Most AV function the same way. Generally, AV software uses a mix of signature-based scanning, light emulation, and file analysis to find malicious software. The differences are mostly found in the features. Active monitoring scans in real-time, and can slow the system to a crawl if it's not properly configured or running on a system with few available resources. Email protection, spam filtering, parental controls, and firewalls can all be implemented in the email settings and operating system. AV generally does a worse job of things than setting up these features in the appropriate application, so paying for these additional features is not something I recommend for most people who are competent with a computer.
When installing a new AV program (or any software), watch out for options to enable trials, change default browser settings, or install additional software. Use the "Custom Installation" options and simply leave settings with their default values if you don't understand them (or better yet, google it and figure out what it is!)
Always tour the software by clicking on the options, exploring the settings, checking the account info, etc. There's very little risk that you will somehow "break" the software just by using it, and there's almost always a couple options you can enable/disable to make the software much better for you.
Debunking Some Myths
Android/iOS/Macs/Linux can't get viruses
False. While a computer "virus" has a strict definition, and there's very little evidence that these viruses exist on mobile platforms, there is certainly malicious programs that infect these devices. See Malware for iOS, 44 Android apps infected with malware, Mac virus blog, and "Is Linux Immune to Viruses?".
Windows Defender is all you need
Maybe. As discussed above, different users will find different levels of security more appropriate. Windows defender, or any device's built-in security, could be enough. It entirely depends on how the system is being used and what data is on it.

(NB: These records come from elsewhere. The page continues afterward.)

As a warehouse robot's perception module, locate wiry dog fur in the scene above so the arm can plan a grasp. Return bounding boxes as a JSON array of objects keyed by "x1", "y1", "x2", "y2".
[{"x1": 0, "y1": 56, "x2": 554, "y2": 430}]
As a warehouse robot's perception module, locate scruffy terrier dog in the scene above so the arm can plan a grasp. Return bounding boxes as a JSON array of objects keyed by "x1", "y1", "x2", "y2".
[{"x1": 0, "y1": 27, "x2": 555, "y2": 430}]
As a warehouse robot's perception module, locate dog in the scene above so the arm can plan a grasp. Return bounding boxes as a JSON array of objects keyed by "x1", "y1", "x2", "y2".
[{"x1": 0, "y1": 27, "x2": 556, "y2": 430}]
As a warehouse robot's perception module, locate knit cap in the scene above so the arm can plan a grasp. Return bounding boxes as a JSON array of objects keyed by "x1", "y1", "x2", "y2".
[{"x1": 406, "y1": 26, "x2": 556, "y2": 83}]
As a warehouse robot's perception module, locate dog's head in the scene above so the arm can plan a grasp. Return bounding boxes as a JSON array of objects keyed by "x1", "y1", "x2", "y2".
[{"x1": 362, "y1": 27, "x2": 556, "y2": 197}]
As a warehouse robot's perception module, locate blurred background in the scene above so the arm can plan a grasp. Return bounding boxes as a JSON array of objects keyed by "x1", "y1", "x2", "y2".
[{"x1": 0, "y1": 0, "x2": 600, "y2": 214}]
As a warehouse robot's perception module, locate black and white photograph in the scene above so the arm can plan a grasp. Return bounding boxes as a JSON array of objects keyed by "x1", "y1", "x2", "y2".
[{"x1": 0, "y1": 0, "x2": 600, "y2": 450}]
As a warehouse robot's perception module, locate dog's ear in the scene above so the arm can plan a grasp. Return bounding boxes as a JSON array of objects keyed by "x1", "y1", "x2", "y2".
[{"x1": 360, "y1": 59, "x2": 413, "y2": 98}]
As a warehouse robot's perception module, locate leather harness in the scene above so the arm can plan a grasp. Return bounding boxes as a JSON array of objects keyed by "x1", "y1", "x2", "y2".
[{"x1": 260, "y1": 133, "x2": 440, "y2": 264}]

"I'm an advanced user, I know how to avoid getting malware"
Empirically, false. Advanced users are more likely to bypass security measures in order to run software that could be malicious. Whether it's running unsigned applications as privileged, using unverified freeware/pirated software, running in higher privileged modes, or simply ignoring security warnings and not running AV at all "because I know better", advanced users are totally susceptible to getting malware. The difference is only in how they get it.
Virus writers don't target Linux due to low market share
False. While Linux doesn't have a large market share on desktops, it's the opposite when looking at server or mobile platforms. These systems are constantly battling new malware that can certainly end up on your desktop Linux machine.
The average user is storing personally sensitive information on their system. If you're storing sensitive government, company, or client information, a higher level of security is needed than what's recommended below.
Bitdefender Antivirus Free Edition and Panda Free Antivirus have a good track record for being lightweight and effective. They are not comprehensive security solutions, but add basic antivirus protection with minimal impact on system resources. I'm starting to lean more towards bitdefender these days due to Panda's UI changes and ads.
Hopefully this post is more than the generic "run a free AV + Malwarebytes" advice that you could've gotten anywhere else. Actually understanding what your AV is doing is sometimes more important than running one, and this post was an attempt at education rather than advertisement.